Cette loi a également ouvert la possibilité à des
décrets en Conseil d'Etat de prévoir qu'aucune formalité
administrative ne serait exigée pour l'utilisation ou la fourniture de
certains matériels de cryptologie qui, compte tenu de leurs
caractéristiques techniques, ne constituaient pas un danger pour la
sécurité de l'Etat. Sur ce fondement, plusieurs moyens de
cryptologie ont vu les conditions de leur utilisation ou de leur fourniture
considérablement assouplies
9(
*
)
.
Le chapitre Ier du titre III du présent projet de loi procède
à une réforme complète du régime de la cryptologie,
en
accentuant plus encore la libéralisation des conditions
d'utilisation et de fourniture des moyens de cryptologie.

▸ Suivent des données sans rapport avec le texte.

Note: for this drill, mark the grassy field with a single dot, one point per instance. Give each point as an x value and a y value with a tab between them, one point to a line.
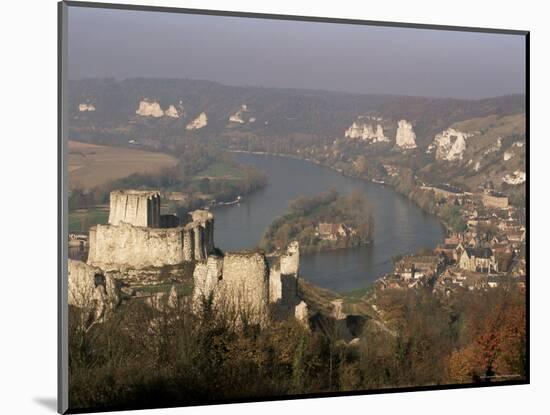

La libéralisation achevée du régime applicable
à la cryptologie proposée par le présent projet de loi
Après avoir défini plus largement les moyens et prestations de
cryptologie à l'
article 17
, le présent projet de loi, en
son
article 18
, libéraliserait totalement l'utilisation de ces
moyens et assouplirait les conditions de leur fourniture, de leur importation
et de leur exportation. Deux régimes -déclaration ou autorisation
préalables- coexisteraient.
L'
article 19
prévoit que l'activité de fourniture de
prestation de moyens de cryptologie serait désormais soumise à un
simple régime de déclaration préalable.
Les
articles 20 et 21
du projet de loi visent à responsabiliser
davantage les acteurs de la cryptologie en prévoyant des régimes
de présomption de responsabilité à l'égard des
prestataires de services de confidentialité et des prestataires de
services de certification électronique.
Parallèlement à cette libéralisation, il convenait
cependant de
renforcer les sanctions applicables aux personnes ne
satisfaisant pas aux formalités exigées par la loi.
L'
article 22
confère au Premier ministre un pouvoir de sanction
administrative à l'encontre des fournisseurs de prestations de
cryptologie qui n'auraient pas satisfait aux formalités exigées
par l'article 18.
Les
articles 23 et 24
du projet de loi sanctionnent pénalement la
violation des obligations définies aux articles 18, 19 et 22 et
prévoient des modalités particulières de constatation de
ces infractions.
Créant un nouvel article 132-77 dans le code pénal, l'
article
25
du présent projet de loi accentue la répression
pénale des infractions, lorsque leurs auteurs ont utilisé des
moyens de cryptologie en vue de les commettre. Il prévoit cependant
que ces aggravations de peines ne seraient pas applicables aux personnes qui
auraient remis aux autorités judiciaires ou administratives les
données mises au clair ainsi que les conventions secrètes
indispensables à leur déchiffrement.
Le présent projet de loi renforce par ailleurs les moyens mis
à la disposition des pouvoirs publics pour réprimer les
comportements délictueux résultant de l'utilisation des
procédés de cryptologie
.
L'
article 26
tend ainsi à pérenniser les dispositions de
la loi n° 2001-1062 du 15 novembre 2001 relative à
la sécurité quotidienne, imposant aux personnes fournissant des
prestations de cryptologie de remettre leurs conventions de
déchiffrement pour les besoins des procédures judiciaires.
Enfin, l'
article 27
du présent projet de loi vise à
pérenniser les dispositions prévues par la loi sur la
sécurité quotidienne visant à obtenir, dans le cadre d'une
procédure judiciaire, la mise au clair de données
chiffrées, le cas échéant, en utilisant les moyens de
l'Etat couverts par le secret de la défense nationale.